Between Pixar, Marvel, Star Wars, and its own immense library, Disney houses one of the most robust collections of characters and entertainment franchises in the world—and even a small fraction of those is enough to give the new Disney Heroes: Battle Mode a strong initial hook.
Disney's free iOS and Android game (out today) is a crossover action/role-playing game focused on a chunk of more modern Disney and Pixar heroes, including The Incredibles, Judy Hopps and Nick Wilde from Zootopia, Wreck-It Ralph himself, Buzz Lightyear and Jessie from Toy Story, and even Jack Sparrow from Pirates of the Caribbean. All told, there are 25 different characters to collect and add to your team, which you'll use to pummel cartoonish bad guys.
Even the premise seems well-suited to 2018. Disney Heroes takes place within a digital city filled with glitchy, rage-fueled versions of the same heroes you command, and you'll have to battle through them to try and uncover the problem and restore them to their rightful state.
Along with the family-friendly look and writing comes a style of gameplay that's truly suited for just about anyone. You don't have to be familiar with role-playing games to jump into this one. You'll simply compile a team of up to five heroes, and then tap a spot on the campaign map to enter a brief battle against multiple waves of enemies. From there, the game more or less plays itself. Fighters on both teams automatically attack at set intervals, and the only thing you'll ever need to do is tap a hero's icon to launch a special move once it's charged. Even that process can be automated if you please!

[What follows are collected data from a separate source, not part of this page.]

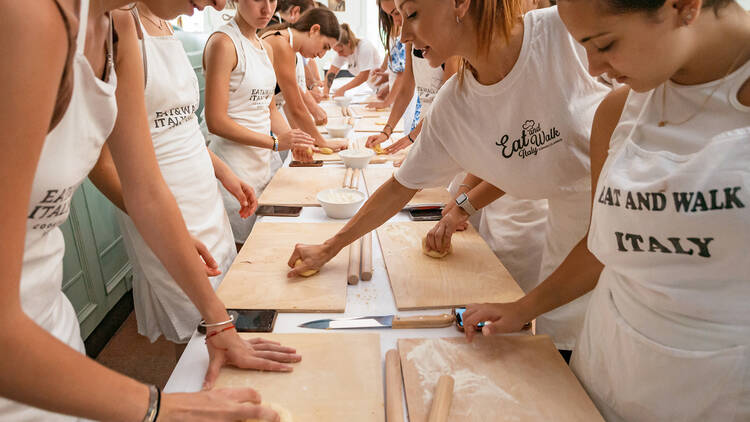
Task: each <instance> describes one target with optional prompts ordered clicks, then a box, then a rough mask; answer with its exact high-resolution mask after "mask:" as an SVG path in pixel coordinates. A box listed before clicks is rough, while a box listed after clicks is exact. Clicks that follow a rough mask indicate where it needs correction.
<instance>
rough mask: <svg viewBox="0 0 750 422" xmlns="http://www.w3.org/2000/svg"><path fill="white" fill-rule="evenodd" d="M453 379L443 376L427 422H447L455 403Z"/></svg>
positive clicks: (434, 396)
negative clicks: (452, 408)
mask: <svg viewBox="0 0 750 422" xmlns="http://www.w3.org/2000/svg"><path fill="white" fill-rule="evenodd" d="M453 382H454V381H453V377H452V376H450V375H443V376H442V377H440V379H439V380H438V386H437V388H435V396H433V398H432V407H430V416H429V417H428V418H427V422H447V421H448V413H450V410H451V402H452V401H453Z"/></svg>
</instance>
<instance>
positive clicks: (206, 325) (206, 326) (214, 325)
mask: <svg viewBox="0 0 750 422" xmlns="http://www.w3.org/2000/svg"><path fill="white" fill-rule="evenodd" d="M232 322H234V315H233V314H230V315H229V320H228V321H224V322H215V323H213V324H206V320H205V319H202V320H201V322H200V324H198V325H200V326H201V327H205V328H211V327H220V326H222V325H225V324H229V323H232Z"/></svg>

Unfortunately, that's been the main rub in my early hours playing a pre-release version of the game: There's very little to Disney Heroes beyond the fun concept and great aesthetic. Amassing enough character pieces to build new heroes and add them to your party is compelling, but mostly the game feels like a mindless grind and a total numbers game. You can either run through hundreds of identical-feeling, self-executing battles to upgrade your heroes, or you can spend a potential heap of money to speed things along.
It's the same kind of skin-deep dilemma that sunk the recent Harry Potter: Hogwarts Mystery. Disney Heroes is plenty cute and appealing on the surface, but ultimately it feels like a business model dressed up as a game. Disney's effort doesn't seem quite as cynically built as that clunker, but between the myriad in-app purchase options and the energy system in play, you'll probably feel prodded to spend cash at some point.

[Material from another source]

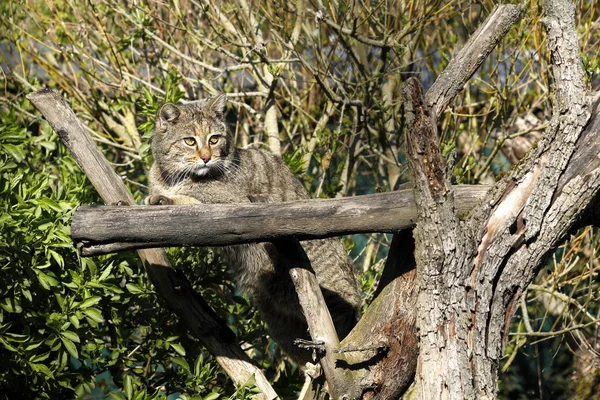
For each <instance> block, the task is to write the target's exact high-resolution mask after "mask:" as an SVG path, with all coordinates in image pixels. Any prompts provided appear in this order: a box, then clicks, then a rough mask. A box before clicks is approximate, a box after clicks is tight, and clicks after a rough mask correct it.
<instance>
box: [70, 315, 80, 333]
mask: <svg viewBox="0 0 600 400" xmlns="http://www.w3.org/2000/svg"><path fill="white" fill-rule="evenodd" d="M69 321H71V323H72V324H73V326H74V327H75V328H76V329H79V319H78V318H77V316H76V315H75V314H72V315H69Z"/></svg>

I'm not convinced that there's even an incentive to invest real money: Across dozens of battles so far, it's just been the same thing over and over again. Paying for perks might help you quickly overcome a tough hump, but there are sure to be more brick walls ahead once the game ramps up in difficulty—and if the gameplay never evolves, expands, or becomes more exciting over the long haul, then what's the point in spending cash? But if you treat Disney Heroes: Battle Mode like a breezy, freebie diversion, you might eke some lightweight fun out of it.